Re: xearth debian developer database decision
Dale Scheetz <email@example.com> writes:
> On Wed, 12 Nov 1997, Brian White wrote:
> > As far as I understand it, "data" cannot be copyrighted. It is always
> > public domain. However, you can copyright a "collection of data".
> The Telephone Book has a copyright (for mine it's copyright SPRINT, YMMV),
> so it should be clear the collection can be protected by copyright. What
> isn't clear is the protection any given individual has from having
> "personal" information in public repositories. The phone company deals
> with this by issuing "unlisted" numbers, which it "doesn't publish".
Your telephone book may contain a copyright notice, but the
compilation of names and addresses in it are most likely not protected
under US copyright law --- see Feist Publications Inc. v.

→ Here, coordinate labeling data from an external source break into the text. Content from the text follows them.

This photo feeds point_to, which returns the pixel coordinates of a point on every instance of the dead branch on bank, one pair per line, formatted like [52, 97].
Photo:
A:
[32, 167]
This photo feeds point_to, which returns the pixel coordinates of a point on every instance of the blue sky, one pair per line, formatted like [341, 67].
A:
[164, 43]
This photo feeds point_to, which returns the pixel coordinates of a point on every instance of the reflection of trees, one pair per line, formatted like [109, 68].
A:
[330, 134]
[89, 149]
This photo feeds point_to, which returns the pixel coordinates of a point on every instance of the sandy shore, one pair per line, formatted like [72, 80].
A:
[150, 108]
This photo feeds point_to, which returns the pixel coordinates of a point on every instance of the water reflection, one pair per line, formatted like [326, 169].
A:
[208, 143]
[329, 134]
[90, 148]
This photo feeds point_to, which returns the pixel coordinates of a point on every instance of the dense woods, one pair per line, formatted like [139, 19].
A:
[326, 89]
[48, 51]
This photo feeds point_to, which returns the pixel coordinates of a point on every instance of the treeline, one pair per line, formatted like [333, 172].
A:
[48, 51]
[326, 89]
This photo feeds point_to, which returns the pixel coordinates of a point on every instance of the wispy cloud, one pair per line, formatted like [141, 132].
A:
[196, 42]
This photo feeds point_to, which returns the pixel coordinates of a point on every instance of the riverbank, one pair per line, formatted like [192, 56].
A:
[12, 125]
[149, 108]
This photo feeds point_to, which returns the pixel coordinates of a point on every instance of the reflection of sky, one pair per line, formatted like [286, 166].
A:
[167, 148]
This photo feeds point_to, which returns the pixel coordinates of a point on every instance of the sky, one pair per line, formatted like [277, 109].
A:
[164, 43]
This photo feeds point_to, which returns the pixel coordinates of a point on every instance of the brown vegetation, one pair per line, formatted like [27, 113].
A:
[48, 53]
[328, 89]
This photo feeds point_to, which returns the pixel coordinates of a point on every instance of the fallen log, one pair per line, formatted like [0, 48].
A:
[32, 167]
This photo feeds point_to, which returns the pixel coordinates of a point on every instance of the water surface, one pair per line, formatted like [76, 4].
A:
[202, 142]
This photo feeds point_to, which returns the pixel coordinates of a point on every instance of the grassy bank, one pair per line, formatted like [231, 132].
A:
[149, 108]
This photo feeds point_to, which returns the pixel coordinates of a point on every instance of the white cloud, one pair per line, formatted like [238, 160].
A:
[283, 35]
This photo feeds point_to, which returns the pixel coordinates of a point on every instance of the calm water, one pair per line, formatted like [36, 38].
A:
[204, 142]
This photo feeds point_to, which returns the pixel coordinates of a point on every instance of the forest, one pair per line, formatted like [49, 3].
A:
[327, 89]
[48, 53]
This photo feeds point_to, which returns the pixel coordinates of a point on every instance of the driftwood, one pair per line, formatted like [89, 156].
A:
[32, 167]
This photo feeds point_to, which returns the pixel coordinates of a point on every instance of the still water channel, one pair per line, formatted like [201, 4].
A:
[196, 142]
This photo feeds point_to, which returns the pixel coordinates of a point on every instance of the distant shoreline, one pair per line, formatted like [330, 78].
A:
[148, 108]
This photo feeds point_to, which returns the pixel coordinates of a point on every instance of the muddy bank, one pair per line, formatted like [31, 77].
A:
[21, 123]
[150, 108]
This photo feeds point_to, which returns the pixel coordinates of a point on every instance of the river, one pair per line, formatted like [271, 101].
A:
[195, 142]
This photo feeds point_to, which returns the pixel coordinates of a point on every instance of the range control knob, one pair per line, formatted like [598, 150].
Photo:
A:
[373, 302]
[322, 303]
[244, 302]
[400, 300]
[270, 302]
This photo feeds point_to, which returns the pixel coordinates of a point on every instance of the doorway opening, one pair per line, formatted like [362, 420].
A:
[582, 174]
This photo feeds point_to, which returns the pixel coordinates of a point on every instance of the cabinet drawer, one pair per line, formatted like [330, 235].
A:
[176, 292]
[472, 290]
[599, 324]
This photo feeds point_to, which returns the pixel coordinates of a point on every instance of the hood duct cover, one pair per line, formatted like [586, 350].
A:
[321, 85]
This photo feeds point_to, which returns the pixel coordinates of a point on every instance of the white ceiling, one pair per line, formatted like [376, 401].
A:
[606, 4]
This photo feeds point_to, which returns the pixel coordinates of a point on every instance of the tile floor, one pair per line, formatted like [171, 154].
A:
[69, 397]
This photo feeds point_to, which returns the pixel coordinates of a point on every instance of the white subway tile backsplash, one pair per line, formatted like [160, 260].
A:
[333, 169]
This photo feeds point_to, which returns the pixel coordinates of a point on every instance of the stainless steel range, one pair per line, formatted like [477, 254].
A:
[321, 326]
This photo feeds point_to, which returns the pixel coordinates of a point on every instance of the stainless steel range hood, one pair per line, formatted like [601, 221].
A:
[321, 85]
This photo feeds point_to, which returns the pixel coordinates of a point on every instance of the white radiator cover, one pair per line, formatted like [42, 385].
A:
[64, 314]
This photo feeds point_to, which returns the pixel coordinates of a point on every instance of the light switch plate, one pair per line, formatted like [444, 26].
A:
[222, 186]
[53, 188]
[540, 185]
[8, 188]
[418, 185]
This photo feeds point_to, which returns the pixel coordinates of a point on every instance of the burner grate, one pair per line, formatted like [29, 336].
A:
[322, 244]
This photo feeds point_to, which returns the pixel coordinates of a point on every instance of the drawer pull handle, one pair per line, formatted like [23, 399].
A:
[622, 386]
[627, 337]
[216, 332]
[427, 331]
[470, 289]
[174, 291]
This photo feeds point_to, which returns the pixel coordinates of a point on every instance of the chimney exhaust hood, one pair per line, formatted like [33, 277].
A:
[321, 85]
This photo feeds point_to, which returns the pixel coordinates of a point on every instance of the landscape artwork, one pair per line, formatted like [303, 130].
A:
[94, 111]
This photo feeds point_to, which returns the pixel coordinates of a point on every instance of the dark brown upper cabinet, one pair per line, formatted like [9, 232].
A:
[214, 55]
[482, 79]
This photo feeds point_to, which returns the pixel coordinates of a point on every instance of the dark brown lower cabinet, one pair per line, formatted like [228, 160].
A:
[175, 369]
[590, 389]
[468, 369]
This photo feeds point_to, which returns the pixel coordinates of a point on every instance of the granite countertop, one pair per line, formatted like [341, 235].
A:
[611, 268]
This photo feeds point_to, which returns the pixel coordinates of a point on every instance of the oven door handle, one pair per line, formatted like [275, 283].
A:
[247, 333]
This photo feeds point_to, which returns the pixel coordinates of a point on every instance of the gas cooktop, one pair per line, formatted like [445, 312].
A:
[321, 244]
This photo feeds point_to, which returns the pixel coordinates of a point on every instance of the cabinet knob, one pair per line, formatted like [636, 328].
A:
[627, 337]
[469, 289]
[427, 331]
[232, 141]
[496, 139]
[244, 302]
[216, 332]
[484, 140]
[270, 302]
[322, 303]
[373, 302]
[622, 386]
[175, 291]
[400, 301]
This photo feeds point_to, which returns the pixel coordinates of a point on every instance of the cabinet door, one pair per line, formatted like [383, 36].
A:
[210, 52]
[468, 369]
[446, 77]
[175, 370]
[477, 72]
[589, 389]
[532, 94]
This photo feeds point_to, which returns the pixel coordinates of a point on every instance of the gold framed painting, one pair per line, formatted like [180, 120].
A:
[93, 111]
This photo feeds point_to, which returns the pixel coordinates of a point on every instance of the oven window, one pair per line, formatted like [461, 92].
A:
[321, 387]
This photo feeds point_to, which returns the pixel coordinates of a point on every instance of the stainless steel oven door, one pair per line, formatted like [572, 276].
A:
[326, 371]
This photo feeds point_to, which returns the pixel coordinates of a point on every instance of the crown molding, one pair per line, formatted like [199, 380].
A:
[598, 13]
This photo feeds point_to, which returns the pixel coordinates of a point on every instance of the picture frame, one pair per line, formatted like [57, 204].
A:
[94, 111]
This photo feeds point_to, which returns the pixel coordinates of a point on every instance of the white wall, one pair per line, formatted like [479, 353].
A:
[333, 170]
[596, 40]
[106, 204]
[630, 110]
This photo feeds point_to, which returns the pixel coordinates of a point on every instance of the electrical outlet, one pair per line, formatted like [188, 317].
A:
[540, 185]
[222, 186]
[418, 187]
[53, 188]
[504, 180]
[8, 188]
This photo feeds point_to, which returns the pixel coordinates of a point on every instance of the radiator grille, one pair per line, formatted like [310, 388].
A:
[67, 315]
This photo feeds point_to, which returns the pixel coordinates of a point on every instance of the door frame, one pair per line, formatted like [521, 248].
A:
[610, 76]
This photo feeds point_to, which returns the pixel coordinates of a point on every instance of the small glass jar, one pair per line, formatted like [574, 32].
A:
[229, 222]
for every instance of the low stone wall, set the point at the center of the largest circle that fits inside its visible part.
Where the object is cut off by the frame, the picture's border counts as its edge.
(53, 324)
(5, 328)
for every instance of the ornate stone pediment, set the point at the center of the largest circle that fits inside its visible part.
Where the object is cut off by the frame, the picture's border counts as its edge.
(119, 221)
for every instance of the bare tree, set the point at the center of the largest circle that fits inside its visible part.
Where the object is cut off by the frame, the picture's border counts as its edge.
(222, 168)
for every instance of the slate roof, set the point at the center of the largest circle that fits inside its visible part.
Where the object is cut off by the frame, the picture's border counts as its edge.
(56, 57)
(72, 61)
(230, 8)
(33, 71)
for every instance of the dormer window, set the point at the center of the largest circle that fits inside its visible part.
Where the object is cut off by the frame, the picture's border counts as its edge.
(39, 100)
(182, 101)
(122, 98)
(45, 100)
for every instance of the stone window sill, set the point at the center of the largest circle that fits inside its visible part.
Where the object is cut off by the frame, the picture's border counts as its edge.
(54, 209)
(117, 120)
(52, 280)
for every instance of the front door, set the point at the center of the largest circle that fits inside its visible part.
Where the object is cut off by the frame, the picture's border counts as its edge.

Rural
Telephone Service, Co., 111 S. Ct. 1282 (1991), or Bellsouth
Advertising & Publishing Corp. v. Donnelley Information Publishing,
Inc., 999 F.2d 1436 (11th Cir. 1993). These decisions are commonly
believed to cover similar situations such as magazine subscription
lists, alumni databases, etc.
A quote by Justice O'Connor in Feist. v. Rural Telephone:
Rural's white pages do not meet the constitutional or statutory
requirements for copyright protection. While Rural has a valid
copyright in the directory as a whole because it contains some forward
text and some original material in the yellow pages, there is nothing
original in Rural's white pages. The raw data are uncopyrightable
facts, and the way in which Rural selected, coordinated, and arranged
those facts is not original in any way. Rural's selection of listings
--- subscribers' names, towns, and telephone numbers --- could not be
more obvious and lacks the modicum of creativity necessary to
transform mere selection into copyrightable expression.
Legal particularities notwithstanding, I agree with Dale that the
fundamental issue here is privacy and the wishes of the developers,
not copyright. It's important that we honor the wishes of each of our
developers simply as a matter of courtesy and respect, regardless of
what our legal requirements may or may not be.